I’m going to critique this article fully now I’ve had a chance to read it and digest it. It’s full of errors, cognitive dissonance and disingenuous points.
Cory was born with a phallus, which is medically atypical for individuals with two X chromosomes.
If it’s accurate that the child is XX, it’s clitoromegaly, not a phallus.
Doctors pressured Carol and John to allow them to perform cosmetic surgeries on Cory in order to remove his phallus and “normalize” his genitalia
As mentioned above, this has not been standard practice in the majority of the world for at least the last 20 years. There is no discussion as to why doctors in California are lagging behind the appropriate treatment for such a condition compared to the rest of the world. Instead it’s painted as standard to come under pressure. The parents did well to hold out.
Parents like Carol argue that irreversible physical and psychological harm can result from these surgeries.
This is the start of the cognitive dissonance regarding treatment for kids who are considered trans. Yes, I know that in most places surgery doesn’t happen to children, but in many places it does. Mastectomies are being performed, children aged 16 have had gonads removed. And hormone treatments like puberty blockers result in an effect similar to surgery. There’s a reason why these drugs are used to treat sex offenders.
“If you remove something, it’s gone forever. Who knows if this person is going to grow up to want to have a vagina or to have penetrative sex? And whose business is it to make these decisions except the person?”
Or breastfeed. Or have children. Or have any sex at all. How can a child - someone under the age of 18 - consent to giving that up?
Cory has begun seeing a gender clinician as he embarks upon his gender transition to become his fully realized self, as a boy.
The child is seven.

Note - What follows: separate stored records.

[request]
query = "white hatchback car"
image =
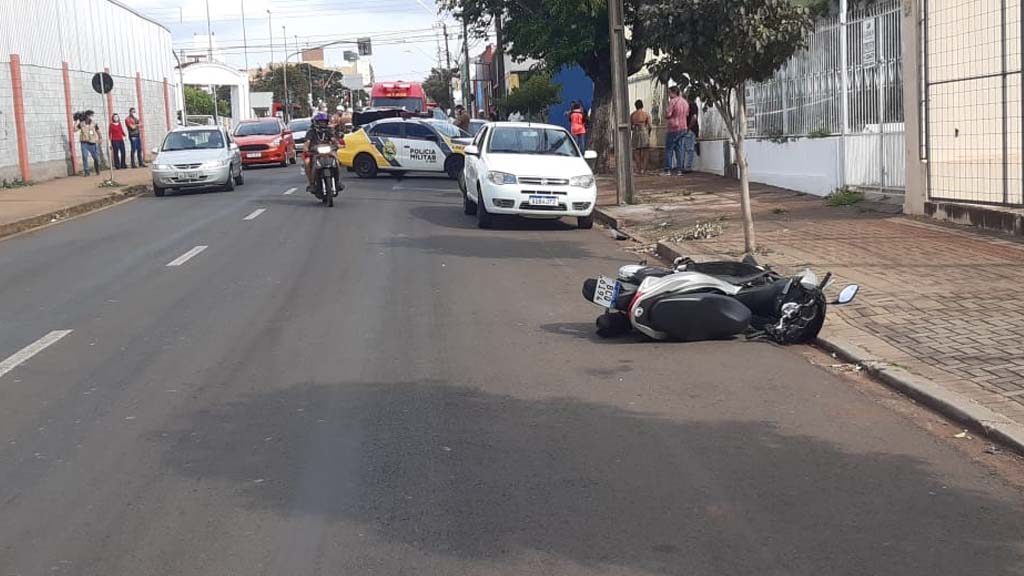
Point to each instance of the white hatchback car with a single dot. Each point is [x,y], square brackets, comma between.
[525,169]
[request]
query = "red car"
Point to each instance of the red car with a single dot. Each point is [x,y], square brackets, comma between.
[266,140]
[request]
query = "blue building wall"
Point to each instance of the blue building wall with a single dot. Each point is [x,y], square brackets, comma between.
[576,86]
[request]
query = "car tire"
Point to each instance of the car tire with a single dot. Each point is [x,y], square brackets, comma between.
[366,166]
[454,167]
[484,219]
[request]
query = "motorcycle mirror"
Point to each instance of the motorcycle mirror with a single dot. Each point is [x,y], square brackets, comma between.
[848,294]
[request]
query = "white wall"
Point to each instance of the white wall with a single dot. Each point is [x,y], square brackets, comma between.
[808,165]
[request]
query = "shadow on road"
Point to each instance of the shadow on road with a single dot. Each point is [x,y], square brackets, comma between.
[462,474]
[491,247]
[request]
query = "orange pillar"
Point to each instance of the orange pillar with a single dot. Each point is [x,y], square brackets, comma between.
[23,139]
[141,111]
[71,121]
[167,107]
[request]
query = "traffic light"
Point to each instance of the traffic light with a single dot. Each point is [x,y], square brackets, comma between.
[366,48]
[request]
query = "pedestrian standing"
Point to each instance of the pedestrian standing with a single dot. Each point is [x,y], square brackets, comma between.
[578,125]
[640,123]
[676,115]
[134,137]
[117,133]
[88,136]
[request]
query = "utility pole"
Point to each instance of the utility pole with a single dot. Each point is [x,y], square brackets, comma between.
[624,172]
[448,69]
[269,26]
[499,56]
[245,41]
[288,111]
[467,85]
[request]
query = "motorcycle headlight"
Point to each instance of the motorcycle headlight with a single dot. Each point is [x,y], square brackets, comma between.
[586,180]
[502,177]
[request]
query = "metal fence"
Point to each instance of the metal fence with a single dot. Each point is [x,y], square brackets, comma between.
[811,96]
[973,98]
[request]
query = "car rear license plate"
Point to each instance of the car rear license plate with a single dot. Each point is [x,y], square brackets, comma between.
[544,201]
[606,292]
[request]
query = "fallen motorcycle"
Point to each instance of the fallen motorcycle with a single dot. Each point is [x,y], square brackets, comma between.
[712,300]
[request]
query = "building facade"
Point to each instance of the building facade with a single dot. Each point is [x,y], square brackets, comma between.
[48,55]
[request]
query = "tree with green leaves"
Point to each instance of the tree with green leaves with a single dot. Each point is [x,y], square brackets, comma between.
[532,96]
[562,33]
[715,47]
[436,86]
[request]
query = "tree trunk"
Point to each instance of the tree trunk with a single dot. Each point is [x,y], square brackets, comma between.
[599,133]
[750,244]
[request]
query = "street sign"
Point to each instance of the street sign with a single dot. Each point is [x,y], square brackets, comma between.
[366,47]
[102,83]
[867,44]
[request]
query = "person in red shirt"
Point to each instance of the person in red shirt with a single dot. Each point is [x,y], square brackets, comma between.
[118,141]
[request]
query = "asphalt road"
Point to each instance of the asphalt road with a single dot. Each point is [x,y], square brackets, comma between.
[383,388]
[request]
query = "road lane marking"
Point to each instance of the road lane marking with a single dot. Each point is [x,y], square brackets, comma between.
[32,350]
[186,256]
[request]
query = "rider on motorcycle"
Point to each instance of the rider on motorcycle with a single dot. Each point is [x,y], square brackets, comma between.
[320,132]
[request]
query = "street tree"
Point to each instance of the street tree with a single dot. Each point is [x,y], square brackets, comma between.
[715,47]
[436,85]
[532,96]
[561,33]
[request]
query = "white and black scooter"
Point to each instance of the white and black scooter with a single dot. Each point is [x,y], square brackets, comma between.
[712,300]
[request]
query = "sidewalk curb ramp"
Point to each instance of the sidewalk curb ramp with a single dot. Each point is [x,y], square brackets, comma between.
[936,397]
[116,196]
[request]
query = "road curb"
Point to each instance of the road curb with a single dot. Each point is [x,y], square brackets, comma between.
[937,397]
[69,212]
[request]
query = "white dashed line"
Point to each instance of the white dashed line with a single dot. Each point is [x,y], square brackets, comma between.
[254,214]
[186,256]
[31,351]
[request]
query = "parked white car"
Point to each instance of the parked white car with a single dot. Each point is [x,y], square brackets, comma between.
[525,169]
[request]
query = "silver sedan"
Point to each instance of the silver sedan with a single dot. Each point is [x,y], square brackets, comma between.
[197,157]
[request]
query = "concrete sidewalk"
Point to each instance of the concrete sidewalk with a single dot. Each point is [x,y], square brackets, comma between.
[939,315]
[32,206]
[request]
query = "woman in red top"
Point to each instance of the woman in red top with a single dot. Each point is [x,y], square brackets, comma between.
[578,125]
[118,141]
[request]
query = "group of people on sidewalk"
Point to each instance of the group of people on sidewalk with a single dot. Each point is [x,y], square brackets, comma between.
[680,138]
[90,137]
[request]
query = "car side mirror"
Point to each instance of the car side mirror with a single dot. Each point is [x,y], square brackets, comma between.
[848,294]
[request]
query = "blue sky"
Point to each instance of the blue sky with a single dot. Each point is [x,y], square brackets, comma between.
[404,32]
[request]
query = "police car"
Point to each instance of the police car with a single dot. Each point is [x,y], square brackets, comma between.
[396,145]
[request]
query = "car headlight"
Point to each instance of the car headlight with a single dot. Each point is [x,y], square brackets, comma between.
[502,177]
[586,180]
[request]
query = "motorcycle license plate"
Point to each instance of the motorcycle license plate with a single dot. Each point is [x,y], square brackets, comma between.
[544,201]
[606,292]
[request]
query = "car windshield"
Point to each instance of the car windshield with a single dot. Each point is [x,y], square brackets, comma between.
[450,129]
[525,139]
[412,105]
[258,129]
[194,139]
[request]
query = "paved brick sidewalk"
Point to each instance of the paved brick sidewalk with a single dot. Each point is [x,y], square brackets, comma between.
[938,301]
[24,208]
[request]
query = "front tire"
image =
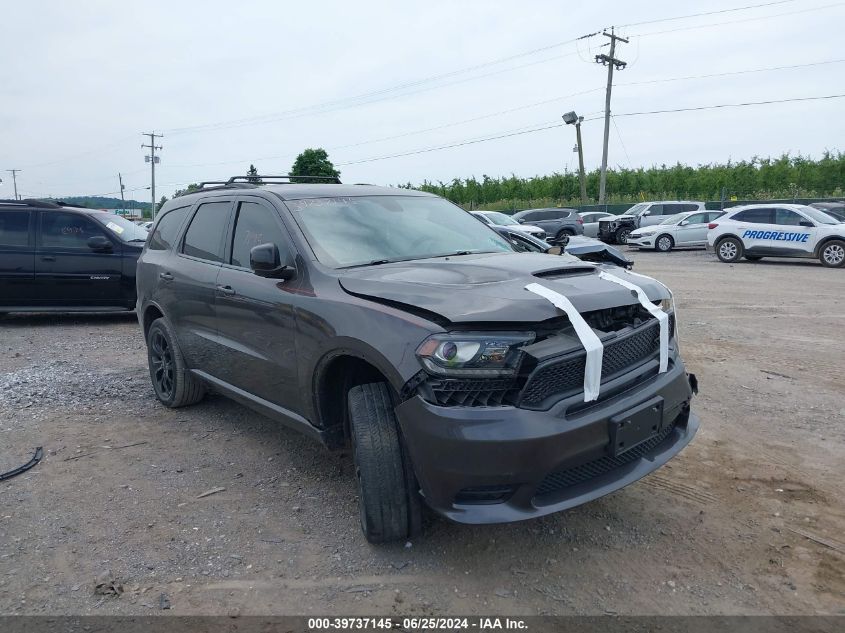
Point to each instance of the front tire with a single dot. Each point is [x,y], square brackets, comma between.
[729,250]
[664,243]
[388,500]
[173,383]
[832,254]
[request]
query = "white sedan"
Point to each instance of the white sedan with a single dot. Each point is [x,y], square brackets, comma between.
[502,219]
[682,230]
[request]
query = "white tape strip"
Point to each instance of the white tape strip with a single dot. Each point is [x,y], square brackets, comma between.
[656,312]
[591,342]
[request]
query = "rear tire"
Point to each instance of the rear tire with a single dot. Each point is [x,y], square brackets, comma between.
[388,499]
[664,243]
[729,250]
[832,254]
[173,383]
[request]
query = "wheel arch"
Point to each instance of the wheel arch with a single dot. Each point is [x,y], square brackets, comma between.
[334,375]
[830,238]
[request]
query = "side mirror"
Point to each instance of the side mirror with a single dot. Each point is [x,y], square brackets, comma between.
[265,262]
[99,243]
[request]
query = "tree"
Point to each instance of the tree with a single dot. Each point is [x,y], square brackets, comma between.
[252,174]
[189,189]
[313,162]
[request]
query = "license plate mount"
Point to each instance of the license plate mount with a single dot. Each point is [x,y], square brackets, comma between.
[635,426]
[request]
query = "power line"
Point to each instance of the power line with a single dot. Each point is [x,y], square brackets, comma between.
[704,13]
[731,105]
[551,126]
[739,21]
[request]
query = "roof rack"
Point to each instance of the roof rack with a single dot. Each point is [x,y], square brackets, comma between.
[32,202]
[248,182]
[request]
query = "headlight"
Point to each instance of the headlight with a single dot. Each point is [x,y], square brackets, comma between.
[473,354]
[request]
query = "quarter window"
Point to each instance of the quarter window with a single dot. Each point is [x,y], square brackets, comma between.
[14,228]
[787,217]
[255,226]
[204,238]
[166,231]
[66,230]
[754,216]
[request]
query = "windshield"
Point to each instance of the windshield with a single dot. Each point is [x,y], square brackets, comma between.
[500,218]
[356,231]
[637,208]
[674,219]
[121,227]
[818,216]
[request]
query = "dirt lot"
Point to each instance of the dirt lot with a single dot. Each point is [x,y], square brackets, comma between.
[748,519]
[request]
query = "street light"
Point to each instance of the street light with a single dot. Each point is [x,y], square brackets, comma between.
[571,118]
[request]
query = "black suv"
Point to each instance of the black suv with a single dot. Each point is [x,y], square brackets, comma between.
[56,257]
[394,322]
[558,224]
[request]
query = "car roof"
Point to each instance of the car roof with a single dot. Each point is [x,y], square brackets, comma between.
[301,191]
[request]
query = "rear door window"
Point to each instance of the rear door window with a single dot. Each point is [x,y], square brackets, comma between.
[14,228]
[167,230]
[67,230]
[207,231]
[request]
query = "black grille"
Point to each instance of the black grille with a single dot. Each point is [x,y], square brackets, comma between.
[567,374]
[473,393]
[563,479]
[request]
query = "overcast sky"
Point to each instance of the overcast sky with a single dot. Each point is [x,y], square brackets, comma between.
[230,83]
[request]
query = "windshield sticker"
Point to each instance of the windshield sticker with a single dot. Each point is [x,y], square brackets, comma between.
[115,227]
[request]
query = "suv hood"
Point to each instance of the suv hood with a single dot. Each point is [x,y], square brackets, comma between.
[490,287]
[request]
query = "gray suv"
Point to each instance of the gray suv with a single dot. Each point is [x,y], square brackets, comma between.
[559,224]
[394,323]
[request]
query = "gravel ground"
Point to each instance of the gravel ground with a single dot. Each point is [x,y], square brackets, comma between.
[747,520]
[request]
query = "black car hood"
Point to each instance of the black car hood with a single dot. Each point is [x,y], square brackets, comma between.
[491,287]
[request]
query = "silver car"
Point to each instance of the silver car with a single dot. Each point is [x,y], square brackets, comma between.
[681,230]
[591,222]
[503,219]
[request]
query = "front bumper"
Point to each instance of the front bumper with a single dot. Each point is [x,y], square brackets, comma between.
[539,462]
[641,241]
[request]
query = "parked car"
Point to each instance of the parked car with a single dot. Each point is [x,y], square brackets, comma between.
[578,246]
[755,231]
[615,230]
[557,223]
[834,209]
[56,257]
[392,321]
[495,218]
[591,222]
[682,230]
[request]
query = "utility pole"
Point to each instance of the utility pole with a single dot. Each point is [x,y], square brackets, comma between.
[152,159]
[122,199]
[15,180]
[611,62]
[571,118]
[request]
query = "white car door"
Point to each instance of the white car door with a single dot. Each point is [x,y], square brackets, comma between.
[692,231]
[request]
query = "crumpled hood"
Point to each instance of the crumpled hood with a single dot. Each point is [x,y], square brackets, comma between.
[490,287]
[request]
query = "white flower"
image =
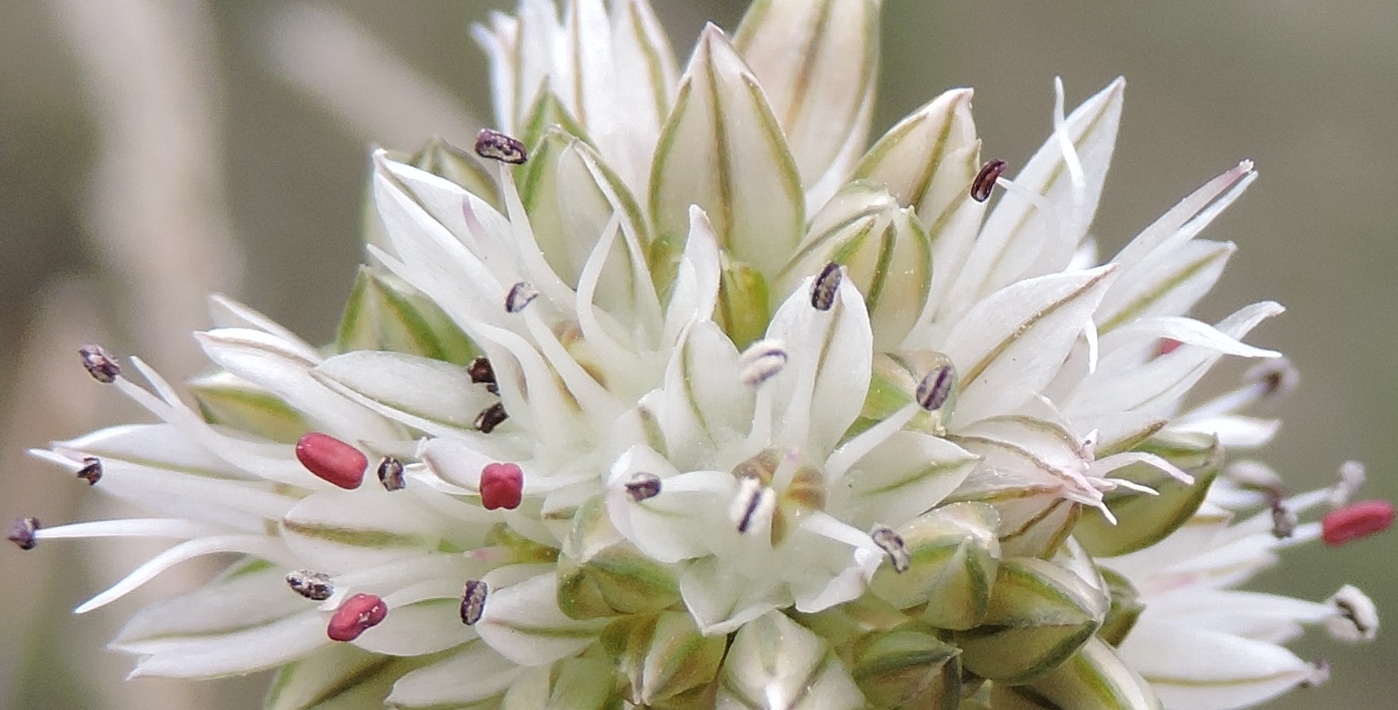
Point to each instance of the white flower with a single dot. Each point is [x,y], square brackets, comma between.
[681,397]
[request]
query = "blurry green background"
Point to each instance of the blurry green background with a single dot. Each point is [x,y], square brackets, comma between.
[155,150]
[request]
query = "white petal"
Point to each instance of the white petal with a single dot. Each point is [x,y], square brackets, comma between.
[523,624]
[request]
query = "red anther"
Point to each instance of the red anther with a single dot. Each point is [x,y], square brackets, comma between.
[1356,520]
[502,485]
[332,460]
[357,615]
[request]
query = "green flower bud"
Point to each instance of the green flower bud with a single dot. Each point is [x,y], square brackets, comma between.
[776,663]
[1142,519]
[1095,677]
[603,575]
[386,313]
[232,401]
[908,668]
[954,555]
[743,302]
[664,660]
[894,383]
[885,250]
[1126,607]
[1039,615]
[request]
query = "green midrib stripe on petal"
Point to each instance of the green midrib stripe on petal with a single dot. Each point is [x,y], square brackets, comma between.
[357,537]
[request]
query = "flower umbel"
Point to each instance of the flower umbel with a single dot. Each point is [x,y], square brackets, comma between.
[682,394]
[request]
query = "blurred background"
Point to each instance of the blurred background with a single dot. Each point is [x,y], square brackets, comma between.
[155,150]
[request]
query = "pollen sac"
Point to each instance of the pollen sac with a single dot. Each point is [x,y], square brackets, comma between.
[481,372]
[643,487]
[473,601]
[1356,520]
[884,249]
[892,544]
[1356,618]
[99,365]
[825,287]
[332,460]
[390,474]
[952,556]
[491,417]
[496,146]
[935,387]
[313,586]
[357,615]
[502,485]
[921,378]
[984,180]
[519,296]
[91,470]
[761,362]
[21,533]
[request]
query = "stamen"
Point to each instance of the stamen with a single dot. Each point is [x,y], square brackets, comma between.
[1284,520]
[1356,619]
[935,387]
[761,362]
[99,365]
[825,287]
[313,586]
[1356,520]
[502,485]
[91,470]
[519,296]
[1351,480]
[1256,475]
[643,485]
[390,474]
[499,147]
[332,460]
[21,533]
[984,180]
[473,601]
[752,498]
[491,417]
[1320,675]
[1277,376]
[892,544]
[357,615]
[481,372]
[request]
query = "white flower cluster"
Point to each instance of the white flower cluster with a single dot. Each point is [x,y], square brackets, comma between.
[681,396]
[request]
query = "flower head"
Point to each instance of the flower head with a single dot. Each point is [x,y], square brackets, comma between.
[681,394]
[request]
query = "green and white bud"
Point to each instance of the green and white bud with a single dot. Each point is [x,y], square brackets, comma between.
[573,684]
[894,383]
[386,313]
[1144,519]
[603,575]
[573,201]
[908,668]
[1039,615]
[1093,677]
[928,160]
[228,400]
[664,660]
[884,249]
[776,663]
[952,561]
[817,62]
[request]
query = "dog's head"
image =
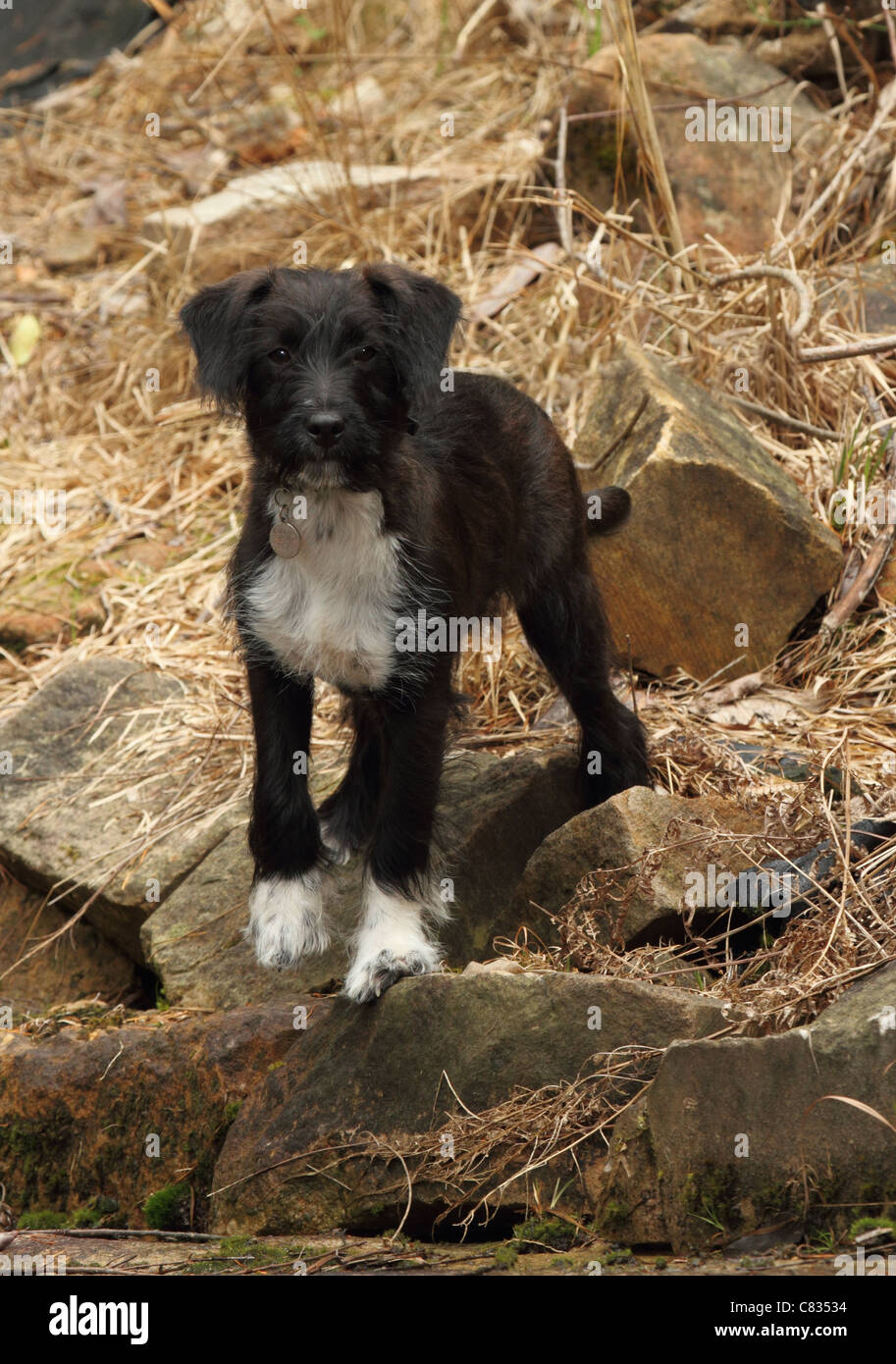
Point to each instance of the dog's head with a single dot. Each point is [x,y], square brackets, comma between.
[328,367]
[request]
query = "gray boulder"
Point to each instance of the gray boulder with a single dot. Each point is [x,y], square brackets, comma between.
[739,1133]
[315,1146]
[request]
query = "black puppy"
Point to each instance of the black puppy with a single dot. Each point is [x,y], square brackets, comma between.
[388,492]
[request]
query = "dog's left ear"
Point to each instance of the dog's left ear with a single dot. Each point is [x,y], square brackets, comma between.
[216,321]
[423,315]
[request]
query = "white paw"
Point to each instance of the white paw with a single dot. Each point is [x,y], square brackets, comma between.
[391,943]
[337,852]
[287,919]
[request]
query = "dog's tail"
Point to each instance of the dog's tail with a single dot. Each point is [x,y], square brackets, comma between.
[607,509]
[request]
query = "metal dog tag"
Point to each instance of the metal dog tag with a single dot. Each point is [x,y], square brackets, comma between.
[284,539]
[284,534]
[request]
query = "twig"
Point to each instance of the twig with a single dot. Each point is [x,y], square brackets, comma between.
[878,554]
[115,1233]
[783,419]
[776,272]
[870,345]
[884,109]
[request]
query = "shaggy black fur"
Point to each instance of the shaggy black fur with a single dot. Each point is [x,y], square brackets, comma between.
[340,380]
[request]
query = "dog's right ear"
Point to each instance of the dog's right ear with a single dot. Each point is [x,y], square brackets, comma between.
[217,321]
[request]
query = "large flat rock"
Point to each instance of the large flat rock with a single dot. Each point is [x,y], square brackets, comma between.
[622,835]
[71,820]
[78,1109]
[741,1133]
[721,556]
[493,813]
[78,965]
[299,1156]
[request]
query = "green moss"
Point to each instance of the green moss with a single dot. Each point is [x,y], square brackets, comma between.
[552,1232]
[614,1216]
[870,1224]
[259,1251]
[168,1210]
[42,1221]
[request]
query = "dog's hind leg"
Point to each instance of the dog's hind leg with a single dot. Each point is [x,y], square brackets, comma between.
[287,899]
[348,815]
[393,937]
[563,621]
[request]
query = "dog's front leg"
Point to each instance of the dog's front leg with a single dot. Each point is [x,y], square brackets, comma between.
[286,903]
[398,894]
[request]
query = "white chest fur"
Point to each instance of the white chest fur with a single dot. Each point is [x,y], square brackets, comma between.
[332,608]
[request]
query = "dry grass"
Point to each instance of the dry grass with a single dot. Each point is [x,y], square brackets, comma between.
[153,482]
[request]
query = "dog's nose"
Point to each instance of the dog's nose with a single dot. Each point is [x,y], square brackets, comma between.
[326,427]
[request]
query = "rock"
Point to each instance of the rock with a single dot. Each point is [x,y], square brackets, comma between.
[734,1129]
[77,965]
[734,198]
[493,813]
[623,832]
[78,1112]
[869,296]
[58,745]
[375,1076]
[716,17]
[805,53]
[710,510]
[67,248]
[194,940]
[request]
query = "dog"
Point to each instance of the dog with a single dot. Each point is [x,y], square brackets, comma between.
[385,489]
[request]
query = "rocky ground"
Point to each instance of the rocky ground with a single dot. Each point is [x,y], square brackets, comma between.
[609,1075]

It is equally damaging to determine, at the age of seven, that the child’s fully realised self is to be a boy.
The percentage of people born on the intersex spectrum is roughly the same percentage as people who are born as twins – about 1.7% of people, according to a Human Rights Watch report.
This number is for all conditions, including those whose sex is quite easy to determine and there is no ambiguity of genitalia at all.
And about one in 2,000 babies is born with genitalia different enough from what is considered standard that doctors might recommend surgery.
That’s not accurate. It being “different enough” does not trigger recommendations for surgery.
But when intersex kids are subjected to forced surgeries, the results can be devastating, sometimes leading to nerve damage, incontinence, scarring and diminished sexual function. Additionally, there is a chance that doctors could incorrectly assign a child’s gender, as there is no way to know how the child will identify when they mature. Doing so can cause tremendous suffering and psychological distress for the intersex individual.
The irony dripping from this when applied to children identifying as trans is thick. The key word here is mature. What constitutes mature? Does 12 or 14?
The entire intersex healthcare system assumes that intersex individuals want their bodies to be surgically altered;
Not in any place I’ve worked. If it’s still happening that isn’t appropriate, but as Broomfondle points out, many places have dealt with this.
“When people hear that someone is intersex and they know what intersex means, they automatically assume they’ve been through trauma,” says Sarah, a mom to an intersex child, Rae, who uses they/them pronouns. (Names have been changed.)
The vast majority of people have no idea what intersex means. Cf everyone on Twitter. They think it means conditions like Turner Syndrome. They think it means sex isn’t binary.
The whole article - and the whole long-standing campaign for intersex advocates - is that children should not be medicalised unnecessarily, should not undergo irreversible procedures unnecessarily, and full maturity should be reached to allow time for an individual to make important decisions for themselves.
This is the exact opposite of what TRAs are arguing for for children. They’re arguing that children are mature enough to make these decisions and they and their parents can adequately consent. They’re arguing for hormone treatments for children that result in the same long term effects that surgeries can have: sexual dysfunction, infertility, etc. Their argument is that these kids are old enough for body autonomy. I think it’s bullshit. There is no way on earth a 12 year old can consent to give up these things.
Finally I would end with this part:
Mahmudi explains how vital it has been for her to see visible examples of intersex folks living to their fullest potential and pursuing their aspirations.
Where are all the adult TRAs campaigning to show children that they can be trans and fabulous and happy without altering their bodies? There are plenty of them around. Why aren’t they being a shining example of happy, body autonomy with a gender identity and no surgery?
I have significant empathy with intersex advocates and those with DSDs. Their lives are being appropriated by quack science, and an ideology that flies in the face of everything they stand for.